| Mt 5, 1-12a |
Era
un día triste y poco apacible. Propicio para que reinara la melancolía e
hiciera presencia la apatía y el tedio.
Sus
pasos descubrían decaimiento y pesadumbre. No podía evitarlo, menos aún
ocultarlo. Su presencia llamaba la atención y despertaba cierta compasión.
Llevaba
varias horas caminando, como perdido y desorientado. Se sintió cansado y,
viendo una terraza cercana, se encaminó hacia ella con la idea de descansar.
—Buenos
días, señor —saludó Santiago, acercándose—. ¿Desea tomar algo?
—Buenos
días… aunque yo los llevo pésimo —respondió Aurelio—. Sí, un poco de agua, por
favor.
—Enseguida
—replicó Santiago.
En
pocos segundos volvió con el agua solicitada.
—Aquí
tiene su agua. Si me permite… ¿por qué considera usted pésimo este día?
—Todo
se ha vuelto contra mí —respondió Eusebio, malhumorado y con un rostro de
amargura.
—Hay
días torcidos, en los que parece que nada sale bien —dijo Santiago—, pero todo
acaba volviendo a su sitio. Tenga paciencia y confianza.
—Me
he enfadado con mis hijos. No tuve la paciencia ni la mansedumbre para
escucharlos, y… les he recriminado. Y me pesa. He llegado a soltar alguna
lágrima.
—No
se desespere —dijo Santiago, algo preocupado.
—Trato
de no hacerlo, pero quiero arreglarlo. Siento que he sido injusto y falto de
misericordia. Pienso que he jugado sucio.
Santiago
no sabía qué decir ni qué hacer. Llegó a pensar que el desesperado era él, pues
se sentía incapaz de consolar al cliente.
De
repente, vio los cielos abiertos: Manuel llegaba a la tertulia. Le hizo señas
para que se acercara.
—Buenos
días. Un día de aspecto grisáceo y feo, ¿no les parece?
—Para
mí —respondió Eusebio, aparte, con tristeza—, es pésimo.
—No
es para tanto —dijo Manuel—. La vida, a pesar de las tormentas, siempre vale la
pena saborearla. Incluso en medio de las tempestades.
—No
lo veo así —replicó Eusebio, bastante convencido.
—Es
verdad que siempre hay motivos para entristecerse, enfadarse o desesperarse,
pero por encima de todo está la Palabra de Dios. Precisamente, en el evangelio
de hoy (Mt 5, 1-12a), Jesús nos habla de las bienaventuranzas. Y llama
bienaventurados a los mansos, a los que lloran porque buscan la justicia, a los
misericordiosos…
—Todo
eso es lo que me sucede a mí en estos momentos —dijo Eusebio, emocionado.
Santiago,
viendo su reacción, puso a Manuel al corriente de lo sucedido.

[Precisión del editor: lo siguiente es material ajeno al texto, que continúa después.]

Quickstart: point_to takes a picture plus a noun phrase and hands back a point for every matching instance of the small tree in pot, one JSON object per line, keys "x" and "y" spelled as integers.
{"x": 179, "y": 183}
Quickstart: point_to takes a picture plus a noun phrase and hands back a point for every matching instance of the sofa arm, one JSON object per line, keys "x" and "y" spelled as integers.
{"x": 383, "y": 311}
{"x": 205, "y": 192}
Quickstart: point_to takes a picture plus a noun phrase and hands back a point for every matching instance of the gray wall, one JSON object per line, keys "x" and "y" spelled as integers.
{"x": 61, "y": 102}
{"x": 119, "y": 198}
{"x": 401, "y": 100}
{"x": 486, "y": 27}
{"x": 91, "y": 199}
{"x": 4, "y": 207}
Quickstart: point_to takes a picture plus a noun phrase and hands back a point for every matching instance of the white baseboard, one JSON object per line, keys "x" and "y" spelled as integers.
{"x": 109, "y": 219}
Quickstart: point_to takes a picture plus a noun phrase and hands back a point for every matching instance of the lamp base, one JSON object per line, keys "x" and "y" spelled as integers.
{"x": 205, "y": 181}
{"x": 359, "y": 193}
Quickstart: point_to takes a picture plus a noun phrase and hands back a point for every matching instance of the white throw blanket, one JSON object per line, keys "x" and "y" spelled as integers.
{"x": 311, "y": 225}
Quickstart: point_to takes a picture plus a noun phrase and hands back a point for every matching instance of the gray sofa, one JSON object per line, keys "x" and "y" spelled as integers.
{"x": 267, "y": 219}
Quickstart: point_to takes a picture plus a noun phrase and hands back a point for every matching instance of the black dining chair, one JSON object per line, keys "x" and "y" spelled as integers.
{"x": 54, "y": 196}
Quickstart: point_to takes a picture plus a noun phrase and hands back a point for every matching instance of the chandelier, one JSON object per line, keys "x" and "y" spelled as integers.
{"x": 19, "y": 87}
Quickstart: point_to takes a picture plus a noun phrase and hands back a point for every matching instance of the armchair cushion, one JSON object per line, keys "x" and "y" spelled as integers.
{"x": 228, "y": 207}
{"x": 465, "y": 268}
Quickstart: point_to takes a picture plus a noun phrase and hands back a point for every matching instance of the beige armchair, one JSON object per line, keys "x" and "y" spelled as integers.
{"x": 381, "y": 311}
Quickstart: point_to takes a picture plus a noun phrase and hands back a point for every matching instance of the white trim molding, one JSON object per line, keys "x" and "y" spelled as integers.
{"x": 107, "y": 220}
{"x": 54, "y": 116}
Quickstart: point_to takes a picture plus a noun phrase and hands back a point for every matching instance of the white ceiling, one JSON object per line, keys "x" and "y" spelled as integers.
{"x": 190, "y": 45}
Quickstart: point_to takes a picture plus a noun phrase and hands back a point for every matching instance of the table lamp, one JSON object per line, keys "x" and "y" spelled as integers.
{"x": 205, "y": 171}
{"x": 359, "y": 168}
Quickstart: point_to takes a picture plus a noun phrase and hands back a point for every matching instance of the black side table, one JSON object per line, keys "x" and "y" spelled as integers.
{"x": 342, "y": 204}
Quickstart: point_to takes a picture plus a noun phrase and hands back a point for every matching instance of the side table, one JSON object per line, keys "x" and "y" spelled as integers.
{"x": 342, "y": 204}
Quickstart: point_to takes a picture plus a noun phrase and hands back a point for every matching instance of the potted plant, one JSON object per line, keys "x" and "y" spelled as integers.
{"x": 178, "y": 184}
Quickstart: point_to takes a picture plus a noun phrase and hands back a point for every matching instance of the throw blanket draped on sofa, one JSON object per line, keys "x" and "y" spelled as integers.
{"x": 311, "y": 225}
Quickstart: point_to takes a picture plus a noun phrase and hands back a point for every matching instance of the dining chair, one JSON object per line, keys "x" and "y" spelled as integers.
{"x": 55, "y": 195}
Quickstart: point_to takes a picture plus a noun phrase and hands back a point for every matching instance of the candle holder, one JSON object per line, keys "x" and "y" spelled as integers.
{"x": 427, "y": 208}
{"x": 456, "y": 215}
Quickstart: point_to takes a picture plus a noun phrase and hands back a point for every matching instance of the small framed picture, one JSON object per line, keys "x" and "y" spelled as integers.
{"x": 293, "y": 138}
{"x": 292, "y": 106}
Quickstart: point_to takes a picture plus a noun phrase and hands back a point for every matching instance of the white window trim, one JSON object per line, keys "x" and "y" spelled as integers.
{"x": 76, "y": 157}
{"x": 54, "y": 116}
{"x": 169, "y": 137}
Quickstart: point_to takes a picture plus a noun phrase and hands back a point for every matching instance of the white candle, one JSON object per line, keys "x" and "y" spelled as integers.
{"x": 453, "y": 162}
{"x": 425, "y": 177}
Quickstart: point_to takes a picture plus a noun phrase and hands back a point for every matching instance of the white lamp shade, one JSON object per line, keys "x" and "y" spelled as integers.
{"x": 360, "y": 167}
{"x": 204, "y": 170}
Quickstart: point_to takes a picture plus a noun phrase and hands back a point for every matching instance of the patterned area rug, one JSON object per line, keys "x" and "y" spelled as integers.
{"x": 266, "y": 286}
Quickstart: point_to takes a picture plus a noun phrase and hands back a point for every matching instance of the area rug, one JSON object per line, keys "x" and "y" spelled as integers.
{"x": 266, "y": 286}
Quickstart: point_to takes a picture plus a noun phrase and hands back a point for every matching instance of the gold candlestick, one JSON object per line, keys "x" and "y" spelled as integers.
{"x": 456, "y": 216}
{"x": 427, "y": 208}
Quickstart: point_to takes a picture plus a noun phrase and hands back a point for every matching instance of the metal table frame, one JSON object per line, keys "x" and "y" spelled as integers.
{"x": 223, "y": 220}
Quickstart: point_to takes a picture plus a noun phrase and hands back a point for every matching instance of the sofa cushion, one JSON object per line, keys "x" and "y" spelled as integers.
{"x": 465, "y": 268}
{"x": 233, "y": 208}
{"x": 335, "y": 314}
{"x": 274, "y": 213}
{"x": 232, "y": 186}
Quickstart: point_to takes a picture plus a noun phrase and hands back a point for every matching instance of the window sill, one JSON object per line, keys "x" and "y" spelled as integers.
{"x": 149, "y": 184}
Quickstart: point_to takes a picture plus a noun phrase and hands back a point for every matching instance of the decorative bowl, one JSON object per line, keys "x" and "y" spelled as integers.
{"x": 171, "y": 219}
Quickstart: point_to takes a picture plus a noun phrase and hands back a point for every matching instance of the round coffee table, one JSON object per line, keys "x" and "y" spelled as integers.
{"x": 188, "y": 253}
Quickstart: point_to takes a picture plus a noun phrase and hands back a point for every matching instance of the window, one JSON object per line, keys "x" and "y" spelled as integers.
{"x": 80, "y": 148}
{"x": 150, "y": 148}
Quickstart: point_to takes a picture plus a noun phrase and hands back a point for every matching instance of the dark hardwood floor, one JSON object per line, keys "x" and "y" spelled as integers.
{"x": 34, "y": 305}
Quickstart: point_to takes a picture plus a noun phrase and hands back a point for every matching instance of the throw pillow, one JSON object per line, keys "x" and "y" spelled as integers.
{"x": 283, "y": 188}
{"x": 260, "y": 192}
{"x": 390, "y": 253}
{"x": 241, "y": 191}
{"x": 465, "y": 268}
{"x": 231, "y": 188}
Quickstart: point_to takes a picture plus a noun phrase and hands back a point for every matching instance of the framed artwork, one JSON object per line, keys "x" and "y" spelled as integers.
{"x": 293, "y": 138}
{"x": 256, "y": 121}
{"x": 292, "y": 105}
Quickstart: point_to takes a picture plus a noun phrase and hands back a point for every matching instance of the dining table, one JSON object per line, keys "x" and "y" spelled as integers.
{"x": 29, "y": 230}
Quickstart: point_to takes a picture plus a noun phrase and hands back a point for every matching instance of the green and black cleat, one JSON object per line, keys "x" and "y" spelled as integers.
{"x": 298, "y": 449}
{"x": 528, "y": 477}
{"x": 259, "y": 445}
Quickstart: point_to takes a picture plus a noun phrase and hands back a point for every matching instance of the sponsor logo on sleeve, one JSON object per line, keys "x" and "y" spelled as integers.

—Tenga fe y confianza —le dijo Manuel—. Considérese bienaventurado y acepte
pacientemente lo sucedido. Confiando en la Palabra del Señor, intente
solucionarlo con misericordia. Verá cómo encuentra la fuerza para hacerlo.
Eusebio,
secándose las lágrimas, miró a Manuel. Le parecía un ángel bajado del cielo. Se
sentía más tranquilo; el malestar y la desesperación parecían desvanecerse.
—¿Por
qué no? —dijo, dejando escapar una sonrisa—. Muchas gracias, señor. No sé su
nombre, pero ha sido un acierto sentarme aquí y esperar a que usted apareciera.
—Dele
las gracias a ese Señor Jesús que habla de los bienaventurados.
Santiago,
mediador involuntario, experimentó un gozo inenarrable. Aquello quedaría
grabado en su corazón.
«No
hay nada tan grande como transmitir el amor y la misericordia de Dios», pensó.
Se lo había oído decir a Manuel alguna vez.